By age 16, Montalvo had finished his studies at the Rafael Orozco Conservatory of Music, graduating with honors and receiving the highest certification for the violin offered by the institution. When he earned his degree at 18, he became one of the youngest university graduates in Europe.

== Maestros ==
His lengthy list of violin instructors includes David Russel, Zakhar Bron, Jean-Jacques Kantorow, Igor Ozim, Mathis Fischer, Klaus Peter, Victor Pikaizen, Salvatore Accardo, Yuri Volguin, Sally Thomas, Alexander Tronstiansky, Joel Smirnoff, Serguei Teslia, Ruben Aharonyan, Gonçal Comellas, Luis Gallardo, Serguei Fatkouline, José Gámez, Ara Bogdanian, Pavel Vernikov et Alexander Markov.

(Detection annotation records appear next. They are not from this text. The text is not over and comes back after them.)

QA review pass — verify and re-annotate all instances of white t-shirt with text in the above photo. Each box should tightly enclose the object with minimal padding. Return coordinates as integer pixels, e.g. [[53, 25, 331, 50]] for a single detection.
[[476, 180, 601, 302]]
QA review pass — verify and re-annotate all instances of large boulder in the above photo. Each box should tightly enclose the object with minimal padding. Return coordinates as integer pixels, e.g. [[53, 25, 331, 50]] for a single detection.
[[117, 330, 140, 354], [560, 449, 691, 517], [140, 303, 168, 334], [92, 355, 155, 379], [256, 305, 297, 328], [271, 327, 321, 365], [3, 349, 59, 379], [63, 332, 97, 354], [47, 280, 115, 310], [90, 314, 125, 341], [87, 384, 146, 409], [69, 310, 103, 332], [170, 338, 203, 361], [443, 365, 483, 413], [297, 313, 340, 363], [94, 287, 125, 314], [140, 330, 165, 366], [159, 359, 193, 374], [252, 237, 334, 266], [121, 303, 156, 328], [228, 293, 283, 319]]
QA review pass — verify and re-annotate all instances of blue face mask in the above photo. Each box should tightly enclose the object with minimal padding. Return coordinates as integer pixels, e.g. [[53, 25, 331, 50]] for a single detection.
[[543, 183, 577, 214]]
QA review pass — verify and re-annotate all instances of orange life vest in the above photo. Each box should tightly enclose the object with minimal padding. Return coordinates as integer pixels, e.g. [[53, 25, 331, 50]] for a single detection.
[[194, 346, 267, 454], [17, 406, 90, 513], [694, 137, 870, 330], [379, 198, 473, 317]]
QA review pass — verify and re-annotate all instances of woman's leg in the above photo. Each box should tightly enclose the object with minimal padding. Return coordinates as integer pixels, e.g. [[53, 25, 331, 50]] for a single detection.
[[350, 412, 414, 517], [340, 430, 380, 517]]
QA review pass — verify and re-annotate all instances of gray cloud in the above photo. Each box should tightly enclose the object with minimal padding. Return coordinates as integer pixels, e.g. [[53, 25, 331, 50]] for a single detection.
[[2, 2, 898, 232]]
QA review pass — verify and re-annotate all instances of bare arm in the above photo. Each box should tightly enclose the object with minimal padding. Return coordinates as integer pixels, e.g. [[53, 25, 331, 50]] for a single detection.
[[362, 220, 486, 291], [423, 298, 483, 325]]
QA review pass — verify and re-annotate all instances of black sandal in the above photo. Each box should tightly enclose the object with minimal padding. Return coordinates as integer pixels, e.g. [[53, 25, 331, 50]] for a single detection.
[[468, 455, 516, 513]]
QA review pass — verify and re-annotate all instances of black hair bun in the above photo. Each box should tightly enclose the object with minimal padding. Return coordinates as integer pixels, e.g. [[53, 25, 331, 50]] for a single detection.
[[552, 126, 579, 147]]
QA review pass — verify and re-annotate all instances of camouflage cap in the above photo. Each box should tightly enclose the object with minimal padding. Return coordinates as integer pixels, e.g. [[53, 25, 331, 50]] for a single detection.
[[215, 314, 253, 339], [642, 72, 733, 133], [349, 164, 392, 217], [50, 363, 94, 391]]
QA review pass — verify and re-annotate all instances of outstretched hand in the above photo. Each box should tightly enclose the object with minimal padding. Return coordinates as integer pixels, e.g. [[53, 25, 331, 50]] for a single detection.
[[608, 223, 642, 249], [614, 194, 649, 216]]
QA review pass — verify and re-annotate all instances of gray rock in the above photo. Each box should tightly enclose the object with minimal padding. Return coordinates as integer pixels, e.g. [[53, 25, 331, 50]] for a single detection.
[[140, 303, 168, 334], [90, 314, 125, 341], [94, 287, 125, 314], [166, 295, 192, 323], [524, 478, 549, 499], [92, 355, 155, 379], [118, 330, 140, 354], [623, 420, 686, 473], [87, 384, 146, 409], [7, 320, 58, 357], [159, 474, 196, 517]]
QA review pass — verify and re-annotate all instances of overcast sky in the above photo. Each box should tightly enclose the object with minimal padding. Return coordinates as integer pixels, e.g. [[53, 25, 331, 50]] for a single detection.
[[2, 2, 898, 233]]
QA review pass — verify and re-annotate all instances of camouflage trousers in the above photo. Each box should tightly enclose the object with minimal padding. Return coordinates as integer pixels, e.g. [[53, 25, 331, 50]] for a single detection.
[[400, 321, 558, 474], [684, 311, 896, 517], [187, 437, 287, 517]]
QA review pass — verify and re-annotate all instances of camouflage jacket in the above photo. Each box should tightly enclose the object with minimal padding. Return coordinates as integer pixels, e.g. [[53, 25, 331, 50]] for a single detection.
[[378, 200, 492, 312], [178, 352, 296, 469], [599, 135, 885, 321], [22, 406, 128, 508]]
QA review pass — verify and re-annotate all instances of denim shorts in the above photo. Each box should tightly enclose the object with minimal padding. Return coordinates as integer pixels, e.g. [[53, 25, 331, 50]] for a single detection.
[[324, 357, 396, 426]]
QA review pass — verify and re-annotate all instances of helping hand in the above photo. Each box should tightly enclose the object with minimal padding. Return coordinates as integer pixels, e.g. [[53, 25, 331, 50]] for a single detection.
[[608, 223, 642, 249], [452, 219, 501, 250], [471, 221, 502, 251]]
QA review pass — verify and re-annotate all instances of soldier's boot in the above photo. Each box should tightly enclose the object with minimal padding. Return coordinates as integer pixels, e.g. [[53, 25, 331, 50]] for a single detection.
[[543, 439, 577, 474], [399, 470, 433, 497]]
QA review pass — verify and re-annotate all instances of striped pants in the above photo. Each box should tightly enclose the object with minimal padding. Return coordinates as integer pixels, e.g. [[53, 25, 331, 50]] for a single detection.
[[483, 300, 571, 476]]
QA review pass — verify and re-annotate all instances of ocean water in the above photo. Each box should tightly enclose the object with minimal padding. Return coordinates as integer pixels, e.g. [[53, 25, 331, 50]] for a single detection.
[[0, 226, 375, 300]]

== International presentations ==
In May 2006, Montalvo made his first trip to the United States, to Chicago, after being selected by the "Stradivari Society" as one of the most outstanding young soloists in the world. Montalvo played in the Concert Hall Stradivari, on "The Cathedral", a concert violin charged by Stradivari in 1707.

In November 2007, Montalvo performed with the National Orchestra of Cuba in the National Theater of Havana, under the direction of Juan Luis González.

He was selected as an ambassador to represent his hometown of Córdoba, Spain in a cultural tour of Poland, in 2009. In February 2011, he began filming "Córdoba, life and genius". Montalvo was one of the main characters of the film alongside some of the most famous artists of the city, including the guitarist Vicente Amigo and flamenco singer El Pele.

Each January, starting in 2011 and continuing until at least 2013, Montalvo has collaborated with the Spanish Senate to hold an International Day of Remembrance of the Holocaust, in furtherance of the Senate's goal to prevent future crimes against humanity.

In March 2012, he performed as soloist with the Budapest Strings Chamber Orchestra in the Danube Palace as part of a series of concerts featuring the work of Pablo Sarasate.

In April 2012, Montalvo was invited by violinist Shlomo Mintz to perform in “The Violins of Hope” concert series in the United States. The concert was broadcast nationwide on National Public Radio.

In March 2013, Paco Montalvo had a meeting with Yael Naim, an Israeli singer with whom he has worked on several projects. In May of that same year, the North American actress Eva Longoria invited Montalvo to Paris for "The Global Gift Gala".

In July 2013, Montalvo won the "Arthur Rubinstein Award for Excellence in Interpretation and Musical Composition". That same month, he performed Mozart's Third Concerto, with the conductor Peter Tiboris, in Greece as part of the IX ° International Festival of the Aegean.